When downloading games from Steam, Adaptive QoS does classify the traffic as "Valve Steam" but treats the traffic as if it were a game being played, not a large file download. Because of this, Adaptive QoS (if gaming is given the priority, which in my network it is) will prioritize this traffic highest. When this occurs, the internet is unusable for anyone else during this time - media playback will buffer endlessly, and even small webpages aren't allocated enough bandwidth to load in any sort of reasonable timeframe.

Right now my workaround to this is just to throttle Steam downloads to a limit below my maximum download rate, which is not ideal but works. Other clients (such as Origin) may suffer from this issue as well, but they lack built-in methods to throttle like Steam, so I'm not sure of a decent way to workaround there.

Hopefully the ASUS guys can pass this onto the TrendMicro folks as this seems to be a fairly glaring oversight in Adaptive QoS.
 
I set priority to streaming video and it seems to work perfectly.

Sent from my Nexus 5X using Tapatalk
 
The most reliable way to deal with bulk ingress traffic is to rate-limit it, sometimes as low as 60% of your maximum. This is because ingress packets cannot be prioritized, the packet has already arrived. You can get lucky without QoS/rate-limiting, but then you are relying on the sender, and if the sender has a better connection to you than other services, it can effectively saturate your connection, leaving no available bandwidth for other services.

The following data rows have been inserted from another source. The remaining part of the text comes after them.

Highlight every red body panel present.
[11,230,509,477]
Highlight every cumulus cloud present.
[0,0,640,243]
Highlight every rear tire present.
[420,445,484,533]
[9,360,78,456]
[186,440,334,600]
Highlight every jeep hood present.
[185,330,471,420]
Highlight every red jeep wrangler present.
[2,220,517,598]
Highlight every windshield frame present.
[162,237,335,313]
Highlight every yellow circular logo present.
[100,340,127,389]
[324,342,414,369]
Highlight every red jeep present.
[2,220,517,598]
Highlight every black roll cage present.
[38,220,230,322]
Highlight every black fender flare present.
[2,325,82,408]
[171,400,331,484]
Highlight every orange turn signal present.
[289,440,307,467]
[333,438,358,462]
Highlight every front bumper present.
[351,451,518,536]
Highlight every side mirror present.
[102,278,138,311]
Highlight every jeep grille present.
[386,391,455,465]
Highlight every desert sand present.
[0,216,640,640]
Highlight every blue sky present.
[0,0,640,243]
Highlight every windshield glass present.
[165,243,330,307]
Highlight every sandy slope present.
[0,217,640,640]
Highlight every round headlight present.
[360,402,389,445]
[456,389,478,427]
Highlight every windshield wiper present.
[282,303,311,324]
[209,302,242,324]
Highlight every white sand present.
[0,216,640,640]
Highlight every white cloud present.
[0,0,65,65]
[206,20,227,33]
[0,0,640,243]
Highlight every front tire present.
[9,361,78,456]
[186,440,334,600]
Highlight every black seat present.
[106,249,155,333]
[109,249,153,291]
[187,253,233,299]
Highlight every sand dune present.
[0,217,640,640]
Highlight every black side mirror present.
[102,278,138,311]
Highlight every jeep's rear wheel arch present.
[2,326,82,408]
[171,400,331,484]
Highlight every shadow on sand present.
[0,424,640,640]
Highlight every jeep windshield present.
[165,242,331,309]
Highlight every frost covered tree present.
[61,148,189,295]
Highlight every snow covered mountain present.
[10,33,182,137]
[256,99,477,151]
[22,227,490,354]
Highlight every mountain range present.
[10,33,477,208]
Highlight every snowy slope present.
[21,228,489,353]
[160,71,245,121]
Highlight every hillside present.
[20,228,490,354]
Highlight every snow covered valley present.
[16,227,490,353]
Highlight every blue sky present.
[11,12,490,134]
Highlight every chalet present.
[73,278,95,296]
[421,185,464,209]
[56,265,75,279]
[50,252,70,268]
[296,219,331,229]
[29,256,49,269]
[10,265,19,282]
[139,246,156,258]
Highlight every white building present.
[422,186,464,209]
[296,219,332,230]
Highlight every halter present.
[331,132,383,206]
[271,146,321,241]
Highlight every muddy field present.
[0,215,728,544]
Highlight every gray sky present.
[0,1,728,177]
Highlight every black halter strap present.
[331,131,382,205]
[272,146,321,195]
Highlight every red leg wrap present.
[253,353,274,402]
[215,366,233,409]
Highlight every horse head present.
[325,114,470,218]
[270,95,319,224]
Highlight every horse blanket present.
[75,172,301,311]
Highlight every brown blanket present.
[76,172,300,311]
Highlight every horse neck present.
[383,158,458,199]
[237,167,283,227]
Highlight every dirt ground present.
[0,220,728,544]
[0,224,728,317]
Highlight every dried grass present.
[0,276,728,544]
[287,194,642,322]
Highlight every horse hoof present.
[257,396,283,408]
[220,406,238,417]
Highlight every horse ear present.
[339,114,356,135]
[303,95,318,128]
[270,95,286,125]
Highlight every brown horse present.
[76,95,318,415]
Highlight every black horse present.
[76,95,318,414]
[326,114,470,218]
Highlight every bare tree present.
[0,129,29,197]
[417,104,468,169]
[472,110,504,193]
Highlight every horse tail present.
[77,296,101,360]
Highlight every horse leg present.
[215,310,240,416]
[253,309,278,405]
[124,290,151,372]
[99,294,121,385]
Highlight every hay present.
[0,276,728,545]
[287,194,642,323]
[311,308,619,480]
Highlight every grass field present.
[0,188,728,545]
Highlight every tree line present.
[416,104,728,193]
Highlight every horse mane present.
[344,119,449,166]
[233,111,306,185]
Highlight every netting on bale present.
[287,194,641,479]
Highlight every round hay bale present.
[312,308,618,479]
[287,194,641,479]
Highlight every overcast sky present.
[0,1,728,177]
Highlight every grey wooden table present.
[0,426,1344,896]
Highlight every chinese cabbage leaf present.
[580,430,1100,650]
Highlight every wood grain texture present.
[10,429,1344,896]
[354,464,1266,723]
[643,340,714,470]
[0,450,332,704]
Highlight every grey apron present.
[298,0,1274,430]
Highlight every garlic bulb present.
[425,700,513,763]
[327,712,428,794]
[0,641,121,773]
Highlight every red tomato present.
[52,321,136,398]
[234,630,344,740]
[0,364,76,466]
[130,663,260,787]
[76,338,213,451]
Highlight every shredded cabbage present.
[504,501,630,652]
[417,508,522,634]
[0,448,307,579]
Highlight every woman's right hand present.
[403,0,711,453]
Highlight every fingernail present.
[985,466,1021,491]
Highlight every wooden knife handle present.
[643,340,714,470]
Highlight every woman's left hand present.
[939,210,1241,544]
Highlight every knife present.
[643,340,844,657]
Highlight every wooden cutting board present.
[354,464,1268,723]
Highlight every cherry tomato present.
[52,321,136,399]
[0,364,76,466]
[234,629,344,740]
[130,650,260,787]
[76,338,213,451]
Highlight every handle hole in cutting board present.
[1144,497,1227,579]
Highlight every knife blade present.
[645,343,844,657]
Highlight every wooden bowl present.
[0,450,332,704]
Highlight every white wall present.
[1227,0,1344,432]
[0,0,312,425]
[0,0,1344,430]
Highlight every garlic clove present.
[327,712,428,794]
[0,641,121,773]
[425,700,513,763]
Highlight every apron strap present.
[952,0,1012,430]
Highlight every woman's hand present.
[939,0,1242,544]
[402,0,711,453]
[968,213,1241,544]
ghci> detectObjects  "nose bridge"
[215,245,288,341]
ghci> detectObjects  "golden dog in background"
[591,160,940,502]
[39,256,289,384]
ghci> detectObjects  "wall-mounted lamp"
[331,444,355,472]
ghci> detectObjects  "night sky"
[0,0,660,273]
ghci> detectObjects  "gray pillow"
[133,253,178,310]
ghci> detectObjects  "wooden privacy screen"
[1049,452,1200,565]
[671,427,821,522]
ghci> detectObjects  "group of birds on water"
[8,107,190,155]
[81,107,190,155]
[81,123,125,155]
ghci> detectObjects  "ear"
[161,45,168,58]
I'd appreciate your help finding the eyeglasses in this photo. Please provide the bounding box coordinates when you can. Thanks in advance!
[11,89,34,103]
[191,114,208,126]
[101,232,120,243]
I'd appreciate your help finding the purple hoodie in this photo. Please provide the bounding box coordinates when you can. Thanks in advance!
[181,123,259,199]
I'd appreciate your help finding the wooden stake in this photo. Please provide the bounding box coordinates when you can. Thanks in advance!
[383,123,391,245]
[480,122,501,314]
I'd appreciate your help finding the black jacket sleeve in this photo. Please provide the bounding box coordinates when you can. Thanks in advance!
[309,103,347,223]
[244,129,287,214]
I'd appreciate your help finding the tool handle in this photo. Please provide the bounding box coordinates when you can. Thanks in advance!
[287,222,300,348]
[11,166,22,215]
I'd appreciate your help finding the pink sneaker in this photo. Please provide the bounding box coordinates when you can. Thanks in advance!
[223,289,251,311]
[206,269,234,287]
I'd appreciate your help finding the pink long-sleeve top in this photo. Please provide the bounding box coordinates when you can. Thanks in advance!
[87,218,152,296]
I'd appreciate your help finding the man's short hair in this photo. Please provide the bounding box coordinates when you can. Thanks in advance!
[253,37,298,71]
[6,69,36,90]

For more information, check out toastman's great QoS Tutorial. Dealing with downloads is much harder than dealing with uploads.
 
It cannot cope with my 200mb virginmedia as the test are 210mb down, if I enable QOS I get 150ish
 
The same with Xbox One. It will start downloading a 40 GB game, QOS classifies it as "Xbox Live", gives it the highest priority and promptly drowns the internet connection.
 
Same thing here with my AC88U. It seems they're QOS engine doesn't know that most gaming packets are small and not full blast on your download capacity.
 
Yep same here for me. That seems to be really odd behaviour. Also sometimes it seems Youtube is getting allocated to much bandwith which will end up with other apps have not enough bandwith left over.
 
I was wondering the same, and if there was a recommended way to test Adaptive QoS for proper functionality.

NOTES:
- RT-AC3200
- FW version 3.0.0.4.378.9459

First, using the Bandwidth Monitor it often seems like my preferences are ignored. For example, I can set one or two devices to the HIGHEST setting and all others to the LOWEST setting, and the device with the highest setting (in this case a very high end PC using Windows 10, and connected directly--not wireless) gets destroyed regarding bandwidth as soon as another device opens a web page or watches a 30sec video. If I'm in a game such as BF4, and my ping is ~75ms, as soon as another device on the network does anything, my ping shoots to ~200-400ms. In one test I did last week, I tried uploading a file from a wireless device (set to LOWEST bandwidth monitor setting) while in-game on the PC and my ping shot to 999 and disconnected me from the game!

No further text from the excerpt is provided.